The situation has changed in better without me doing a lot about it. I suspect both maturity and the arrival of other birds played a role in calming him down. 
Blowing on his face when he is in attack mode is gonna make him furious. 
I am sorry for the whole situation, your kids must be so disappointed :-( 
Pip loves you very much, he is not a bad pet. 

Sent from my GT-I9100 using Tapatalk


----------



## mareeder (Jul 31, 2013)

bobobubu said:


> Pip loves you very much, he is not a bad pet.


Please don't misunderstand, I do not think he is a bad pet. I do, however, feel like he is a slightly atypical 'tiel, and that has been a challenge (we researched and bought a tiel based on their reps as gentle creatures and good "family" pets). Pip definitely has an attitude that has proved tricky to navigate around. And as a first time tiel owner, I have lots of questions.


----------



## caterpillar (Oct 14, 2013)

My boyfriend (the original owner of our tiels) is convinced that the birds developed worse attitudes when I came into his life. Granted, they had loads of problems already, but I believe him when he says I probably made it worse (and he doesn't intend to sound mean when he says that, just honest)... they had gotten accustomed to only him trying to get to know them (well and his roommates when they wanted to play pranks involving the birds) and so having someone else talking to them and wanting to hold them was NOT welcome. One of the reasons why I've been so a***ant about wanting to train them is that having me move in at all made them even more difficult and hostile than they already were so I feel like it's my responsibility to help turn them around.
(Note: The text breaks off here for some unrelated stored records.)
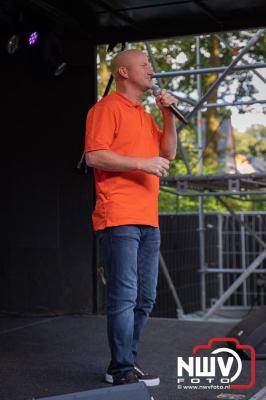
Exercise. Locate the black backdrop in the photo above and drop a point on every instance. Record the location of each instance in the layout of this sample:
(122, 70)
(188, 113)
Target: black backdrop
(47, 245)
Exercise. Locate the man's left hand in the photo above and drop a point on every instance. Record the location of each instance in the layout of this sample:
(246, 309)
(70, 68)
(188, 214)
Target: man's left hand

So basically... everything I've read indicates that you can't guarantee a cockatiel will get along with everyone in the household and there may be people (or other pets) whom they just flat-out dislike. I've heard this cited in the "con" column of pros/cons about deciding to get cockatiels... that there is a chance they will not be OK with having multiple humans in the household and that this is something to consider especially if it's a household with children.

But I agree with the above poster who said that having other members of the household start from the beginning on building a bond will at least maybe have some luck.


----------